Tomorrow morning I leave the charming and historical town of Sarlat-la-Canéda with its wonderful 15th and 16th century houses and take the early bus north-west to Périgueux, the heart of Périgord Vert.
As it was a warm day I decided to take a stroll along the shaded banks of Pèrigueux's river, the Isle, which itself is a tributary of the mighty Dordogne. On the outskirts of Périgueux, as I was about to descend to the river, I came across quite a remarkable construction, a medieval outpost. This imposing wooden edifice was called the "Eschif de Creyssac" and was built in 1347. Before Pèrigueux became a modern town it was known as the village of Puy-Sainte-Front, named after the usual suspect. Puy means a volcanic hill and this outpost straddled its fortifications and served as a look-out post between the village and the river. From the riverside one also has a splendid visage of the domes and cones of the Byzantine Cathédrale-Ste-Front.

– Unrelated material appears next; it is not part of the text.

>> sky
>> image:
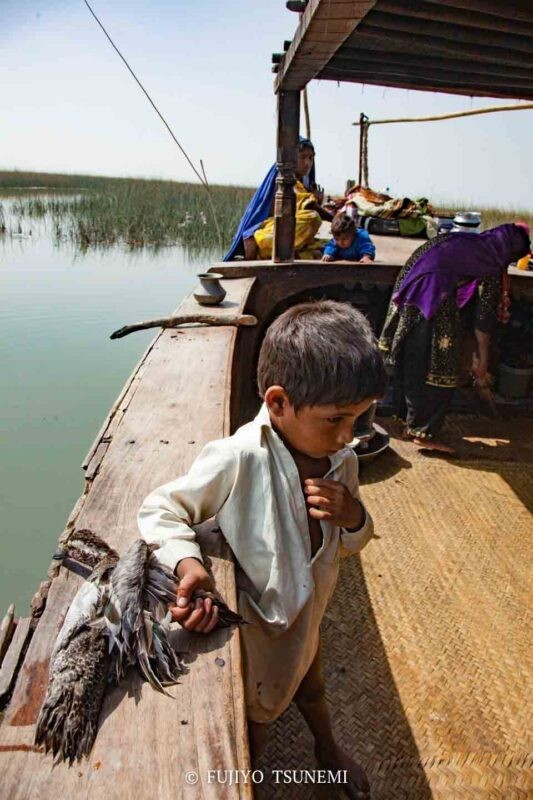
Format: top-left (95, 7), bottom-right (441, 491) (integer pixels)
top-left (0, 0), bottom-right (533, 209)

Agen on the banks of the mighty Garonne, which flows through South-West France and Northern Spain before finally debouching into the Atlantic Ocean at Bordeaux, is another charming town with old lanes and handsome wooden and brick houses. My first stop on my morning walk was the composite Romanesque and Gothic Cathédrale Saint-Caprais with its gorgeous water-coloured frescoes on the domed ceiling above the Altar and Choeur. I next headed to the Musée des Beaux-Arts, magnificently housed in four adjacent 16th and 17th century Renaissance mansions with its huge variety of archeological exhibits dating back to Roman times such this 2nd century AD head of a consul and a wonderful Art collection of painters such as Goya and Tintoretto. The town is famous throughout the world for its Pruneaux d'Agen (dried prunes) with their exotic flavours such as Armagnac, introduced by Benedictine monks, and I made sure to sample them. Tomorrow I continue west to Marmande.

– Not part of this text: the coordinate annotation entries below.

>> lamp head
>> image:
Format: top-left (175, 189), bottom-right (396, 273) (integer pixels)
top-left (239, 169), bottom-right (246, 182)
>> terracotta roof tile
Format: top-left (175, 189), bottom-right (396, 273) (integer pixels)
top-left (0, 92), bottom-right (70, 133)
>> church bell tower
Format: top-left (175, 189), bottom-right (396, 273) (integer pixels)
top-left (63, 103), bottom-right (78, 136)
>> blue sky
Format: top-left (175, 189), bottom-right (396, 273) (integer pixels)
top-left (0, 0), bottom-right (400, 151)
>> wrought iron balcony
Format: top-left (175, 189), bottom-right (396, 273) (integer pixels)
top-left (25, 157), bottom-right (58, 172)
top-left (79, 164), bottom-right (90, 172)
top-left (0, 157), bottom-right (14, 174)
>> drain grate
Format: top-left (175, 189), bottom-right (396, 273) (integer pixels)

I commenced my walk this moning at the gorgeous Porte Cailhau. This 35 metre high monument dates back to 1494 and was built to commemorate the victory over the kingdom of Naples by Charles V11. From its summit one gets a panoramic view of the River Garrone. Next I went to the Musée des Beaux-Arts to view their priceess collection of paintings and sculptures with artists such as Matisse, Renoir and Picasso. Here is a glimpse of what the port of Bordeaux looked like in 1804. I finished up at the Palais Gallien, a Roman amphitheatre dating back to the 2nd century AD where up to 25,000 spectators watched gladiator contests.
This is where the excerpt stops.